Search Unity

Bug Potato performance when run inference

Discussion in 'ML-Agents' started by YodoLuca, Jun 18, 2023.

  1. YodoLuca

    YodoLuca

    Joined:
    May 16, 2018
    Posts:
    10
    Hello!

    I developed a large neural network (<1k LSTM blocks and 2 fully connected with 4k neurons, these big numbers were required for the complex task the agent has to perform) for a virtual reality application. The problem appears after training (or better, during training too, but I did not care too much since it was an automatic training, without the human opponent playing obviously), when run inference through the Unity Inference Engine, the application FPS drops to less then 50 (unplayable in VR). My first trial was to reduce the number of query to the network from one for each physical frame to 5 (resulting in a dumbest agent), and the performance increased a little bit, now I am able to reach 68/69 FPS, but it is still pretty uncomfortable with an headset on. Turning off only the requests to the NN, the application reaches 200 FPS without any problem, but this defeats the whole project.
    Let's suppose that I am ok with those 70 FPS: on a performant hardware like the one where I'm currently working is ok, but when I try to swap toward a lower specs pc, here it is the tragedy.

    Tests:
    RTX 2080 super + 32 gb ram + I9 9990k -> max 70 FPS
    RTX 3060 + 32 gb ram + I7 11700H -> less then 30 FPS
    GTX 1070 + 16 gb ram + I7 7700H -> less then 30 FPS too

    All the above hardware are able to run smoothly any VR game without difficulty.
    One more information: even turning off the virtual reality, using a normal camera and disabling OpenXR, the FPS value remains equal, so it is not a problem related to the use of VR with inference.

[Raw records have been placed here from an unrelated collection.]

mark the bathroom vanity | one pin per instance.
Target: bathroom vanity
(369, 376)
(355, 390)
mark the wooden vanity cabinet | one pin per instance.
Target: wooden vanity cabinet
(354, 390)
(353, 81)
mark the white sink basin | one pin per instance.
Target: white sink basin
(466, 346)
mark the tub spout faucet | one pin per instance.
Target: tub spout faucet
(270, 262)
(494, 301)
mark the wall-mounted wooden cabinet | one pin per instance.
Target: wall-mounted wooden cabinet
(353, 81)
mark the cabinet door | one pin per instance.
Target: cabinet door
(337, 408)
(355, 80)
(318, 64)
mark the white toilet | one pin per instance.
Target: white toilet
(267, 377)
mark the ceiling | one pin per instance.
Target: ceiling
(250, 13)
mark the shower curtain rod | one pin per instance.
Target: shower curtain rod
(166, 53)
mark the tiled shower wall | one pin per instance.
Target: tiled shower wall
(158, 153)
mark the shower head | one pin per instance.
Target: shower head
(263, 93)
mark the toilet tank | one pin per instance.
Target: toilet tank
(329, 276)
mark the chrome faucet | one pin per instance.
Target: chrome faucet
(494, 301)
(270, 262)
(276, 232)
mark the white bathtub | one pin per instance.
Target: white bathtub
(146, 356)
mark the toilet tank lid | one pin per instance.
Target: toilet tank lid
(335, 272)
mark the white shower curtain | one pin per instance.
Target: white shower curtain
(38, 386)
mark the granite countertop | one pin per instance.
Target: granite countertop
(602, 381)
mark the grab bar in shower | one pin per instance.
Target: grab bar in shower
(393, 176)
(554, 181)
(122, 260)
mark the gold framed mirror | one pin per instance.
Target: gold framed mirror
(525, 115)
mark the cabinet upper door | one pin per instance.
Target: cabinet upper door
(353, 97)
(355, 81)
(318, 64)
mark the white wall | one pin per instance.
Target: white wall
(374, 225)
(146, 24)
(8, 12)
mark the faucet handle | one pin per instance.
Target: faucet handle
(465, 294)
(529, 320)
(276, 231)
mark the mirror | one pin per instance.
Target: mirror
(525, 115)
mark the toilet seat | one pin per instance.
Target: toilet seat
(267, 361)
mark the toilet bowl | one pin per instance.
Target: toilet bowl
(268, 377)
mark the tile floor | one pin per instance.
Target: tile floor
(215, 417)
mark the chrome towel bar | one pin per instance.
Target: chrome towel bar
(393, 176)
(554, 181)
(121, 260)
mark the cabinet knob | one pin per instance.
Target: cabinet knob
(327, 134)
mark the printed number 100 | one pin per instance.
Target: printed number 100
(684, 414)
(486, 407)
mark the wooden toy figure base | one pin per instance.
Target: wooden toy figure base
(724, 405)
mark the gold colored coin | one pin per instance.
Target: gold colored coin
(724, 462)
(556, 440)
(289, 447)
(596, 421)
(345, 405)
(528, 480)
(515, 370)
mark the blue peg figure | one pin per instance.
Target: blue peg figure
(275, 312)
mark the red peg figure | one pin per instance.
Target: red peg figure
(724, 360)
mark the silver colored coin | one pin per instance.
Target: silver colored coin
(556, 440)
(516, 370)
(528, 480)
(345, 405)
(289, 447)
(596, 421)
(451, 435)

    Is there a way to enhance the inference engine performance? I don't want to quit ML-Agents, but if it lead to these terrible results, I don't know how to behave... In a VR application it is fundamental to keep the FPS above 72 in order not to give the user motion sickness and grant an immersive experience.

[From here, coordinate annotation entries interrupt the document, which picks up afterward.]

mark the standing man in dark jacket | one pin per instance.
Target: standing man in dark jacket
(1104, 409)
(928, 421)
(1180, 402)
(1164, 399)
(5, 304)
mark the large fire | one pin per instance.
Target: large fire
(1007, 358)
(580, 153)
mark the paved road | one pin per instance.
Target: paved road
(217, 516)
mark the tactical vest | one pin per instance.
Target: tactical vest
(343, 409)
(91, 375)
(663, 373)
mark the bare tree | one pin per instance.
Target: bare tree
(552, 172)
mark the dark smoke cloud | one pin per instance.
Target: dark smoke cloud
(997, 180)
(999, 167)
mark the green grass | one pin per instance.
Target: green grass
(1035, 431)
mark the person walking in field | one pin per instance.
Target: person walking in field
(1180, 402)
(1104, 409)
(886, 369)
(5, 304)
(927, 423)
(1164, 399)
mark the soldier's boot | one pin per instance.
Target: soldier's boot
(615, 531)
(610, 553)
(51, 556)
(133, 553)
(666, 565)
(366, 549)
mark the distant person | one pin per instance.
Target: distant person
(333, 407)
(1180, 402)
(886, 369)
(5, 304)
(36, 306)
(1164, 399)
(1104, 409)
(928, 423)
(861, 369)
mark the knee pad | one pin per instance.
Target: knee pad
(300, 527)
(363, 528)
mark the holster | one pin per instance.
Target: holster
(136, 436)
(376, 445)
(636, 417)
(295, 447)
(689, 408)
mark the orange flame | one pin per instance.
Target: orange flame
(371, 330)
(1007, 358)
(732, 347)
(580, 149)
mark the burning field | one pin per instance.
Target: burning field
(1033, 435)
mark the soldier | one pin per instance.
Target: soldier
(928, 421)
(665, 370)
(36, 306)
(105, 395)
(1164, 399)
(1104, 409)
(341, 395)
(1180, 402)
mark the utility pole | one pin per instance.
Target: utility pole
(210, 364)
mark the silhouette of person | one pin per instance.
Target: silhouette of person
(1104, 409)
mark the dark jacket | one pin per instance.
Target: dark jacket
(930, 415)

    (sorry, I posted the same question on Barracuda section, but I'm not sure which group is the right one for this kind of issue)
     
  2. Luke-Houlihan

    Luke-Houlihan

    Joined:
    Jun 26, 2007
    Posts:
    303
    Are you doing inference on the gpu or cpu?
     
  3. YodoLuca

    YodoLuca

    Joined:
    May 16, 2018
    Posts:
    10
    CPU with burst. I tried gpu but the resulting fps amount is something like 10/11, while with the old classic CPU is slower than burst
     
  4. Luke-Houlihan

    Luke-Houlihan

    Joined:
    Jun 26, 2007
    Posts:
    303
    Yeah those numbers make sense to me, that is an extremely large network and LSTMs tend to be poor performers. Running VR rendering and a large NN on the same GPU is going to lead to transfer bottleneck issues on consumer hardware, so it isn't very surprising that you saw worse performance.

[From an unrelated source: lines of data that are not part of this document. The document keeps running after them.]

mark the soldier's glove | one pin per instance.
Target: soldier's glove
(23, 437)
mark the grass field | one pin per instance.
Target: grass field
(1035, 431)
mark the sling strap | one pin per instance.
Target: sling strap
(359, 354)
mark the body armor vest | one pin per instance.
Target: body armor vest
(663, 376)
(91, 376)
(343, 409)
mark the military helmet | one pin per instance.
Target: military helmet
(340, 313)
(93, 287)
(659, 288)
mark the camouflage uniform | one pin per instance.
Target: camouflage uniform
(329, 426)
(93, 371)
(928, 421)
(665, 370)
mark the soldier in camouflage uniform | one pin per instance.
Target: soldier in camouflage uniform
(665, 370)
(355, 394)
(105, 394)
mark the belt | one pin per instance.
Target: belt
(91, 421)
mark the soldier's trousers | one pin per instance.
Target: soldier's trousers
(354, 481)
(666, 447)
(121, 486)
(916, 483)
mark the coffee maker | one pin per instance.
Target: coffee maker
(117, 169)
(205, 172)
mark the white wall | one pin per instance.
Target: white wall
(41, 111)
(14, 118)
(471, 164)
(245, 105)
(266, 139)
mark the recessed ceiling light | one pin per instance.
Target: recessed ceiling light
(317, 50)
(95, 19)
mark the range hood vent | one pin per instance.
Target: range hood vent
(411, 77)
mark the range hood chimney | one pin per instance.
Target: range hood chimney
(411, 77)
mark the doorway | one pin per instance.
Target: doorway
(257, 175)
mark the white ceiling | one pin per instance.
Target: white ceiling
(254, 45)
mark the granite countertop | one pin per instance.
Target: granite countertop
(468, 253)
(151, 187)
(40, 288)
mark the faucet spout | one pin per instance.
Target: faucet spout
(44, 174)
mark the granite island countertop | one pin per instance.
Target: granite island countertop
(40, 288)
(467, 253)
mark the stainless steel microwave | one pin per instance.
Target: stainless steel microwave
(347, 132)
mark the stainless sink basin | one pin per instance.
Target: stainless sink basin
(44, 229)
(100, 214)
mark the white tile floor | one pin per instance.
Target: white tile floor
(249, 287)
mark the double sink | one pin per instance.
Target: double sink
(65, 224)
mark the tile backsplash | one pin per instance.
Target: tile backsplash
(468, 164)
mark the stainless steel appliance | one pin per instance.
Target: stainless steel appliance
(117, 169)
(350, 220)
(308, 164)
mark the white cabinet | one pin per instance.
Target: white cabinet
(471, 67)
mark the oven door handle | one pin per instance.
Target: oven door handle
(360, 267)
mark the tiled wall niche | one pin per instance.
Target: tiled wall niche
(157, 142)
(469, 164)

    Unfortunately your best option is to reduce the size of the network. Can you reframe the training so it isn't a memory task? Serialize some previous important states and feed them in as observations?
     
  5. YodoLuca

    YodoLuca

    Joined:
    May 16, 2018
    Posts:
    10
    I tried more times with stacked observations but I didn't obtained good results. I even tried smaller LSTMs (from 32 to 1024 by power of 2) but the only hyperparameter that worked well is 1024. I will try to re-design the network once again...
    I didn't expect at all this massive impact just for a 1024 LSTM layer :/

    Thank you for your help!
     
  6. Luke-Houlihan

    Luke-Houlihan

    Joined:
    Jun 26, 2007
    Posts:
    303
    Yeah stacked observations have never been useful in my experiments. The technique I've previously used to avoid the overhead of a memory task (LSTMs) is to save important observations to a "memory buffer" which is just an array of vectors I'd like the agent to remember.

    Using a buffer sensor (https://github.com/Unity-Technologi...Design-Agents.md#variable-length-observations) you can feed the memory buffer in as observations and the attention mechanism will learn which observations in the memory buffer are important in which tasks and ignore the ones which aren't.

    Obviously if your memory buffer is huge the agent may still have performance issues but it may be worth a try.